Efectivamente, según datos proporcionados por INEGI, se ha incrementado el promedio general de vida, y disminuido en contraposición a ello, la mortandad.
Prueba de lo anteriormente externado, es que las filas de las personas que quieren recibir su bono de gobierno cada vez son más largas; ello se aprecia viendo las numerosas hileras que pueden verse junto al DIF estatal, casi enfrente de la “Torre Chiapas”, que alberga varias dependencias del gobierno estatal.
Allí aparecen formados hombres y mujeres, en igualdad de circunstancias, en busca de un pequeño alivio para su economía doméstica, y buscando un momento de felicidad.

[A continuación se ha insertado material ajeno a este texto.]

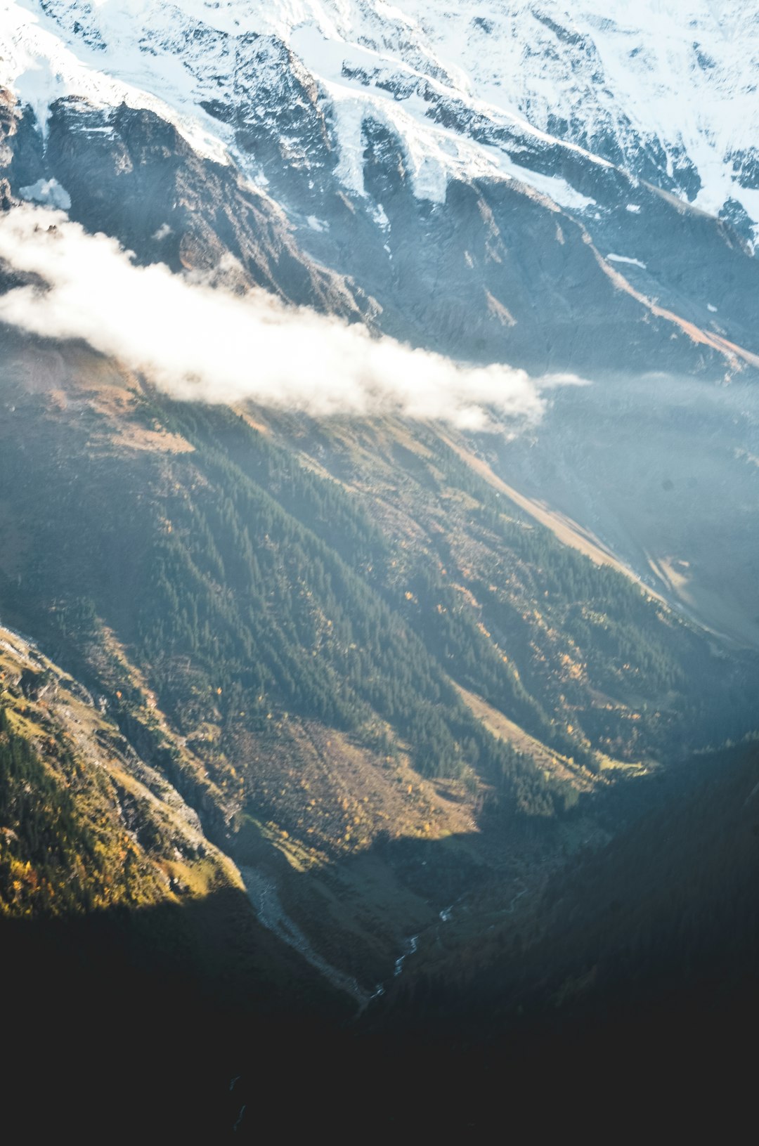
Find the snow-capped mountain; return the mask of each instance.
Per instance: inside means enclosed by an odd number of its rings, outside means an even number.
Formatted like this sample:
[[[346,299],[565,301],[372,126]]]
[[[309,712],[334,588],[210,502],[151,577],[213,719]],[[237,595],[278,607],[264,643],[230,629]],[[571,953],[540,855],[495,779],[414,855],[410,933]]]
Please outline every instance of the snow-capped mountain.
[[[64,94],[174,118],[212,154],[208,104],[255,116],[285,70],[329,107],[338,175],[362,191],[362,121],[404,141],[416,194],[452,173],[517,174],[558,139],[710,213],[759,221],[759,15],[742,0],[628,6],[433,0],[17,0],[2,6],[0,80],[44,118]],[[527,176],[529,178],[529,176]],[[570,207],[587,199],[531,182]]]
[[[459,358],[759,361],[759,17],[740,0],[2,0],[0,30],[0,86],[31,109],[14,193],[142,259],[226,251]],[[183,157],[171,194],[162,148]],[[259,213],[242,251],[240,196]],[[287,282],[285,246],[310,267]]]

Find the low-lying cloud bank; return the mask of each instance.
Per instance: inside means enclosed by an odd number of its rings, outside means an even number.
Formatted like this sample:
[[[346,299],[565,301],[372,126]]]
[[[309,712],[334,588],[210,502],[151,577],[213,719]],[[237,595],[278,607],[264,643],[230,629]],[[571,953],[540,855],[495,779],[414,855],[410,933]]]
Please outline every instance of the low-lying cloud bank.
[[[394,413],[486,429],[491,413],[537,421],[541,388],[504,366],[457,366],[360,325],[287,307],[264,291],[240,297],[156,264],[138,267],[104,235],[61,211],[21,205],[0,215],[0,258],[48,289],[0,296],[0,321],[46,338],[83,338],[182,399],[313,415]]]

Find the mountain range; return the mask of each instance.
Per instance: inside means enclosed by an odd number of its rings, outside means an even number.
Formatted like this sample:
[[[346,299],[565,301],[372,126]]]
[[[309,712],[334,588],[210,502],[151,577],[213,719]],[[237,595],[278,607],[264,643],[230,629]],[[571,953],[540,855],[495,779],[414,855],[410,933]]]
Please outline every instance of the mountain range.
[[[18,1117],[75,1030],[52,1127],[212,1141],[283,1069],[299,1129],[454,1070],[375,1114],[464,1129],[494,1062],[611,1093],[753,1014],[758,52],[738,0],[0,9],[3,975],[69,984]]]

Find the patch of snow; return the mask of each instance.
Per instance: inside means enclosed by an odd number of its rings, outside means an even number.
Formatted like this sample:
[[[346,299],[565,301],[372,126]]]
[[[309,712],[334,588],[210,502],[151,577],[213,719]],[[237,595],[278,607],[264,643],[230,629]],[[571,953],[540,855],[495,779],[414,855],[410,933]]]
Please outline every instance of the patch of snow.
[[[759,139],[759,19],[745,0],[0,0],[0,84],[42,129],[60,96],[125,101],[225,162],[234,132],[202,104],[271,99],[275,115],[272,77],[291,72],[318,92],[355,195],[371,119],[399,139],[422,198],[443,202],[452,178],[507,176],[587,210],[563,179],[512,158],[561,132],[603,166],[587,147],[608,141],[631,175],[658,171],[709,212],[736,199],[759,227],[759,190],[738,170]]]
[[[629,259],[626,254],[608,254],[607,258],[610,262],[628,262],[632,267],[640,267],[641,270],[647,270],[648,267],[640,259]]]

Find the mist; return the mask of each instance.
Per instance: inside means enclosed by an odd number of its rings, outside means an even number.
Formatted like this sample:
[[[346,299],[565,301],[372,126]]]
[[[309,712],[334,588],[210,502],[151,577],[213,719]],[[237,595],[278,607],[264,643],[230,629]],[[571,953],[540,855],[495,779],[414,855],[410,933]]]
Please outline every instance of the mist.
[[[245,296],[139,267],[105,235],[57,210],[22,204],[0,217],[0,258],[47,286],[0,297],[0,321],[92,347],[181,399],[303,410],[394,413],[485,430],[503,416],[538,421],[541,391],[572,378],[468,367],[349,325],[263,290]]]

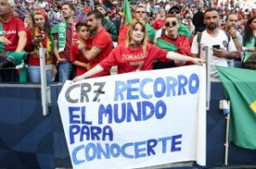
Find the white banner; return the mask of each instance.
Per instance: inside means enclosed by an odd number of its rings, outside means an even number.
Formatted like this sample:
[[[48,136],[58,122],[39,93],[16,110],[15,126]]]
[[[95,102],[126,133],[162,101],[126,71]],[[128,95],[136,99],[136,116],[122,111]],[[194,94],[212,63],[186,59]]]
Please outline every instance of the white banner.
[[[74,169],[206,164],[206,69],[67,81],[58,99]]]

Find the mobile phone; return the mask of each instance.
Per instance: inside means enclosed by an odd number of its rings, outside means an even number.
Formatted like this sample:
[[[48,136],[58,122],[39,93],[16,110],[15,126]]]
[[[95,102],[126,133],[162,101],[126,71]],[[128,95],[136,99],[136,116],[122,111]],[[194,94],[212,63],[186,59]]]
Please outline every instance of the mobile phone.
[[[43,38],[43,37],[44,36],[42,34],[38,34],[38,35],[36,36],[37,38]]]
[[[212,45],[212,48],[220,49],[220,45]]]

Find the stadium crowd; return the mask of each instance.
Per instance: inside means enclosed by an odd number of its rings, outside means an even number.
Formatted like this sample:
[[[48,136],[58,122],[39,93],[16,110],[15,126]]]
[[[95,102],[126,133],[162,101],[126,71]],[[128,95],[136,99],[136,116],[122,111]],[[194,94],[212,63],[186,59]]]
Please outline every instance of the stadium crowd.
[[[0,0],[0,82],[19,82],[17,65],[39,82],[40,48],[49,83],[108,76],[112,65],[125,73],[200,64],[205,46],[212,78],[215,65],[256,70],[254,1],[137,0],[128,8],[134,20],[125,23],[127,8],[117,0]],[[166,57],[145,59],[153,55]]]

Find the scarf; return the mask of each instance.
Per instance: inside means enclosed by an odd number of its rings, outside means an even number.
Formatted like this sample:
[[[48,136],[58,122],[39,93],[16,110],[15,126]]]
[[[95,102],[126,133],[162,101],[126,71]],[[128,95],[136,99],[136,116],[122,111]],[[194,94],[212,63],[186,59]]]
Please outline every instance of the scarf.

Y recorremos las filas en que se encuentran formadas aquellas buenas gentes con el propósito de recoger sus comentarios; algunas de sus expresiones fueron espontáneas para poder transcribirlas a nuestros lectores.
Una venerable mujer, de complexión delgada, tez morena clara, ojos verdes – como el trigo verde y el verde limón, como dice una canción española), de baja estatura, que viste falda amplia, color claro y blusa de diversos colores, nos dice que más tarda en hacer la dichosa fila y cobrar su bono, que en gastar el mismo; y ello se debe a que a la salida de aquella dependencia, obran instalados varios comercios en los que se gasta todo lo que se tiene.
- “¡Hay Dios Mío! – exclama otra fémina-, y añade: “Bendito sea “el Gober”, por ordenar el pago de este bono, a los ancianos que, como Yo, no percibimos ningún dinero, ya que, aunque sea pequeña la suma que recibimos, nos alcanzará por lo menos para tortillas y echarnos un buen taco, con pollo negro” (Frijoles).
De igual forma platicamos con otra persona de sexo femenino también ataviada con falda lisa color negro y blusa bordada con flores, elaborada quizá en Chiapa de Corzo, manifiesta que la suma que reciben la gasta en material para hacer gelatinas y venderlas a los paseantes de la plaza central, que ahora se conoce con el apelativo de “la plancha”, porque no hay donde resguardarse del sol.
Se aprecia que los varones también forman fila, y que están vestidos de manera casual, todos limpios, con pantalón color oscuro, camisa de cualquier color, la mayoría de manga corta y huaraches. Uno de ellos me comentó que algo positivo es que regalaban una botellita de agua a quienes se encontraran formados en aquellas hileras, para efecto de disminuir el calor.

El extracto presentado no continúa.